Benkirane II se penche sur l auto emploi

Benkirane II se penche sur l auto emploi

Il semble que le gouvernement veut passer à la vitesse supérieure dans la promotion de l’auto emploi. En effet, l’Exécutif examine aujourd’hui dans le cadre de son Conseil hebdomadaire un projet de loi sur le sujet. Le gouvernement rouvre ainsi ce chantier quelque temps seulement après l’arrivée en renfort du RNI (Rassemblement national des indépendants) à la majorité gouvernementale.

S’agit-il alors d’une simple coïncidence ou faut-il y voir plutôt le signe d’une révision de l’ordre des priorités gouvernementales ? En tout cas, le RNI avait fait de ce chantier l’un des piliers de son programme électoral à la veille des Législatives de 2011.

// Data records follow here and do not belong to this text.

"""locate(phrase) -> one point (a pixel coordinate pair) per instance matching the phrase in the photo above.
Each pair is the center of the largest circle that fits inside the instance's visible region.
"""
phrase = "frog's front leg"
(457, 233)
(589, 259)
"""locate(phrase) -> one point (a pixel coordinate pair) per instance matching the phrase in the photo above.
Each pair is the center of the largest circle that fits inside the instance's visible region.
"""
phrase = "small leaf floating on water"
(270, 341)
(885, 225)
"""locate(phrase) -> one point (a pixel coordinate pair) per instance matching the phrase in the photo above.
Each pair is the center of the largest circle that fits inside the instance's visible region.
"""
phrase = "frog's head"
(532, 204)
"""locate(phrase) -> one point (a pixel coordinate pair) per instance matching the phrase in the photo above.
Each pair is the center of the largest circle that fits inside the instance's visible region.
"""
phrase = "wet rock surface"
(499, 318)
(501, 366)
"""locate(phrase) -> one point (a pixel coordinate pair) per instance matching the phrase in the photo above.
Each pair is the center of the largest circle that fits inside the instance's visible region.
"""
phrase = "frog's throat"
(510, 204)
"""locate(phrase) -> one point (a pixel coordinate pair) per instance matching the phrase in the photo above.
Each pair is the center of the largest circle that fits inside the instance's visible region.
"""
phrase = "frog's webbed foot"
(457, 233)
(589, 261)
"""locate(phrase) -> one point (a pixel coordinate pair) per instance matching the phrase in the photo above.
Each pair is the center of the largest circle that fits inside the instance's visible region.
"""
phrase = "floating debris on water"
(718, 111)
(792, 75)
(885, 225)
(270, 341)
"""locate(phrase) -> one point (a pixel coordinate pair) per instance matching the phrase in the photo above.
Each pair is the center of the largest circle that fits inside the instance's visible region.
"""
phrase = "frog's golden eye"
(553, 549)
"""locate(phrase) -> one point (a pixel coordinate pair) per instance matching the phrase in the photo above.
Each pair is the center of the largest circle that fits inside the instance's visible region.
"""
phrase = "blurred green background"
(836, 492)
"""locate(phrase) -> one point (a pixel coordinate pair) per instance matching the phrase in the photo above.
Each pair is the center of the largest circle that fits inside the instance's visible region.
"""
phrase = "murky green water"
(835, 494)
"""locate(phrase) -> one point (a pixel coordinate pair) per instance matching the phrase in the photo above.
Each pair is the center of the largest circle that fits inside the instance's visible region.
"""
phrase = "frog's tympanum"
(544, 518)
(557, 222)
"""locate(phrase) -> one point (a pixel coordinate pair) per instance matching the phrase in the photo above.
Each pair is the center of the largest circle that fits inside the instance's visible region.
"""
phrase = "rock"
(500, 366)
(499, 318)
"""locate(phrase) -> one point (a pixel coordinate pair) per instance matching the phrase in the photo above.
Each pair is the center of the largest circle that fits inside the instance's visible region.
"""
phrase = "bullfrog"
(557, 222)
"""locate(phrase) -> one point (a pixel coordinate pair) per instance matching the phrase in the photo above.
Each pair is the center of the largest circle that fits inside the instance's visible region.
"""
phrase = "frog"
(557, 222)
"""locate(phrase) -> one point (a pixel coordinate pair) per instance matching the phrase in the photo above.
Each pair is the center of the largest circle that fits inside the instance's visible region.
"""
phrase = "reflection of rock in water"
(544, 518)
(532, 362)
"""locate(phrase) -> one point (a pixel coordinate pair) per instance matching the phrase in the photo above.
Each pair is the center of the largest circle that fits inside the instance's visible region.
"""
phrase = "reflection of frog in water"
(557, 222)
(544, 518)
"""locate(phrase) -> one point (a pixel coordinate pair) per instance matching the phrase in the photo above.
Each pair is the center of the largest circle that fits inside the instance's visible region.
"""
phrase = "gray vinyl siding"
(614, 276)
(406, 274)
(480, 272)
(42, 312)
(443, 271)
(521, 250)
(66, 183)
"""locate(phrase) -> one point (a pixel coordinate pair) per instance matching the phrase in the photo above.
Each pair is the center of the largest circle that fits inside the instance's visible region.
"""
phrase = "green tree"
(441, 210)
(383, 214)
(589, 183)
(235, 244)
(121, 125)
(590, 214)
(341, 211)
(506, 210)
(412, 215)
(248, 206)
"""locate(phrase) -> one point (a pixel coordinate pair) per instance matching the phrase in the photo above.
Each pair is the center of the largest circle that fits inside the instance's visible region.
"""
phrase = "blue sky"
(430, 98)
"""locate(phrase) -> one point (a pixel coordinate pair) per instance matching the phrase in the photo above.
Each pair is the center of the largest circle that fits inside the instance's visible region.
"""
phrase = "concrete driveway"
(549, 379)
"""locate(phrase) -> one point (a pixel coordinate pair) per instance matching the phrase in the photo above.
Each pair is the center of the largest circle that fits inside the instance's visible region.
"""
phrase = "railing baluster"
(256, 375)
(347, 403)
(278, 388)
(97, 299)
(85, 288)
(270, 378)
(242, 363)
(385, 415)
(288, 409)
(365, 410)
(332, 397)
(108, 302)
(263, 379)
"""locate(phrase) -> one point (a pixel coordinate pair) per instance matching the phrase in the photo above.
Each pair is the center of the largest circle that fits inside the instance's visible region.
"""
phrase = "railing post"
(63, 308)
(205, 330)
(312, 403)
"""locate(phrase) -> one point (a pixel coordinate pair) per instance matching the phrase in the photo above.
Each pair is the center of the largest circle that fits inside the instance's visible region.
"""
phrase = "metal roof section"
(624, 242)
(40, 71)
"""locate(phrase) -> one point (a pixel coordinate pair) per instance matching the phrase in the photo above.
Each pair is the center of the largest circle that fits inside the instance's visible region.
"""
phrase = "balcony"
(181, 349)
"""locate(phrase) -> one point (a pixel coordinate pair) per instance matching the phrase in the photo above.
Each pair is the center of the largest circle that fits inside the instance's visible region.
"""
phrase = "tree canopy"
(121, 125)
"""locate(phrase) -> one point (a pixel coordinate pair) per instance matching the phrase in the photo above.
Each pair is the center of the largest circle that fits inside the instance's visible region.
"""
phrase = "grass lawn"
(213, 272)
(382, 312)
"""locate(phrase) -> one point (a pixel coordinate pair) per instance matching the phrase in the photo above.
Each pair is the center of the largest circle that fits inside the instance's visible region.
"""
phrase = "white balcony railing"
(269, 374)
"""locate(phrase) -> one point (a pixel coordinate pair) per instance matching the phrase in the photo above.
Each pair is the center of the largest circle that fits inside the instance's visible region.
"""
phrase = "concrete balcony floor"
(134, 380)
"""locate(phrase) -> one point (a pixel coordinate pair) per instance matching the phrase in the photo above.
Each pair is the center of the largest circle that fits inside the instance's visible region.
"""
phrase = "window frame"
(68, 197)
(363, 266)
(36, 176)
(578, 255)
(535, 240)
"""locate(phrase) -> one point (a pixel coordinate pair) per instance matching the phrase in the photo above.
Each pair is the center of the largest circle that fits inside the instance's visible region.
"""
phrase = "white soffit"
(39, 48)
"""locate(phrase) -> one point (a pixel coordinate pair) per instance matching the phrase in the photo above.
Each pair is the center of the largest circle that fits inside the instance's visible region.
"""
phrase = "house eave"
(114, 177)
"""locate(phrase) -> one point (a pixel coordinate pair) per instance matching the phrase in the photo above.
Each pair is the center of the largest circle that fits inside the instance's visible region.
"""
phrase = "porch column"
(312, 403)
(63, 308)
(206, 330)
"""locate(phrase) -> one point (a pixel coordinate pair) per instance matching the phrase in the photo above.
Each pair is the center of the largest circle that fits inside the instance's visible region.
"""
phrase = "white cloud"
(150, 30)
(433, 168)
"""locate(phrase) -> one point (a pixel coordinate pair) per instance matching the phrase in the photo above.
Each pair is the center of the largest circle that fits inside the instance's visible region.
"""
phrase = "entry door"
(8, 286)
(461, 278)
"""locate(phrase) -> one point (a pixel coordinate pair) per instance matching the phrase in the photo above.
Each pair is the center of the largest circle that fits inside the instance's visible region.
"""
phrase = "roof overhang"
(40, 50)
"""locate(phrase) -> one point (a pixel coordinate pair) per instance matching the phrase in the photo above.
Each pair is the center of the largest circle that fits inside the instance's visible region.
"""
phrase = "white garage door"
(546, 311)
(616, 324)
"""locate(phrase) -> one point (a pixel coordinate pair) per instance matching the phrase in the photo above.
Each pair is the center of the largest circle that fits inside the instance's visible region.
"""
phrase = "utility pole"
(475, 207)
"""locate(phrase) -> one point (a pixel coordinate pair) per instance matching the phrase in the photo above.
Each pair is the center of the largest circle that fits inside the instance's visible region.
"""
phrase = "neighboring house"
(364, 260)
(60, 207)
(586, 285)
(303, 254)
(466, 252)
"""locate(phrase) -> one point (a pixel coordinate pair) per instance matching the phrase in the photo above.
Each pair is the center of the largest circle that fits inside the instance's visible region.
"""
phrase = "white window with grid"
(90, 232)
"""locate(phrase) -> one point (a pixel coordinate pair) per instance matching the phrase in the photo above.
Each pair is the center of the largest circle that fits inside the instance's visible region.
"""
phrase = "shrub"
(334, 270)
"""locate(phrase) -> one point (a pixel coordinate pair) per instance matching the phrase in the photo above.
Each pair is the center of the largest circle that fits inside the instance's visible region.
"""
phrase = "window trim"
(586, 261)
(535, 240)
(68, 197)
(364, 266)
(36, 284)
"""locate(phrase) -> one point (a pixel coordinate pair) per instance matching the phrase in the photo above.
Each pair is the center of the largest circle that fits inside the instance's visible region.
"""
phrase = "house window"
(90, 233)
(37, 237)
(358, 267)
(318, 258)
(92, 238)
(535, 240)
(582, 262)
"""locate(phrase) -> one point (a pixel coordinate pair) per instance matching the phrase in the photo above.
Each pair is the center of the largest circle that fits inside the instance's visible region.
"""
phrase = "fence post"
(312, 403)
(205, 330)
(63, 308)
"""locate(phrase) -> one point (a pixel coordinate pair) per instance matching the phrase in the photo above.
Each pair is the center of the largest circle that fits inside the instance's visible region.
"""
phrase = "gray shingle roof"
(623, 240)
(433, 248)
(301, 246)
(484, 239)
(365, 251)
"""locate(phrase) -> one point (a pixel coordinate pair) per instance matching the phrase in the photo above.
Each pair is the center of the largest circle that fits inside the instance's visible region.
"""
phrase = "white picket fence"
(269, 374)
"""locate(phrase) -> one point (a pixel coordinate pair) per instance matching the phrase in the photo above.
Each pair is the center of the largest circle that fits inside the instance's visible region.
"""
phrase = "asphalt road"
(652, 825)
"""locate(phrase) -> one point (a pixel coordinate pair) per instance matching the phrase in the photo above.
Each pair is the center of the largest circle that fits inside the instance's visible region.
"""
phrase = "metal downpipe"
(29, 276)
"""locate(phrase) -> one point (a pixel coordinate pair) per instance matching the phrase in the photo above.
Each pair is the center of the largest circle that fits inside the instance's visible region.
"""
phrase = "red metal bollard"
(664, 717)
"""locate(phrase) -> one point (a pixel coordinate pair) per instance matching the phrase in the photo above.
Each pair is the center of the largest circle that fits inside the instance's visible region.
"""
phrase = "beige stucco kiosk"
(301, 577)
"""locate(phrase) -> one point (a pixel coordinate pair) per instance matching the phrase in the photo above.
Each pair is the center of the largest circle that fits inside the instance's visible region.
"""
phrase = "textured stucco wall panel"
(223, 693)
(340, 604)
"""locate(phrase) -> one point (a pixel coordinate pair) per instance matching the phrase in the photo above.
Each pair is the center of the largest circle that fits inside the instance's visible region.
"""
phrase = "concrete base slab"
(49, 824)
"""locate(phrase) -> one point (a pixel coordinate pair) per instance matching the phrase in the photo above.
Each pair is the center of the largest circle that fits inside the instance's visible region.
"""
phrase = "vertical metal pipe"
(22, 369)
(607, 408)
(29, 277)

La touche du parti de Salaheddine Mezouar pourrait être perceptible dans ce dossier. Les responsables ont souvent présenté l’auto emploi comme une solution dans la lutte contre le chômage parmi les jeunes, notamment les porteurs de diplômes supérieurs. L’examen de ce projet de loi intervient à un moment où le Haut-Commissariat au Plan (HCP) vient de rendre publics les tout derniers chiffres sur le chômage. Même si le taux général enregistre une légère baisse, le chômage des jeunes citadins en l’occurrence est toujours important, d’où la nécessité de booster l’auto emploi.

Le cabinet Benkirane II aura ainsi la lourde tâche de faire oublier l’expérience de Moukawalati, un programme d’auto emploi lancé par le gouvernement Jettou et dont les résultats n’ont pas été à la hauteur des attentes. Par ailleurs, le Conseil de gouvernement devra bifurquer sur la situation des pharmaciens. Selon l’ordre du jour communiqué par le Secrétariat général du gouvernement, l’Exécutif devra examiner un projet de loi sur la dissolution des conseils régionaux du Nord et du Sud pour les pharmaciens. Une commission spéciale devrait également voir le jour pour suivre le dossier.

Le gouvernement examinera, en outre, le très attendu projet de loi 103-13 sur la lutte contre la violence faite aux femmes. Un projet de loi qui devrait introduire de nouvelles sanctions plus sévères, notamment en ce qui concerne le harcèlement.

A noter enfin qu’une nouvelle vague de nominations dans de hauts postes de responsabilité, selon l’article 92 de la Constitution, sera débattue au cours du Conseil de gouvernement de ce jeudi.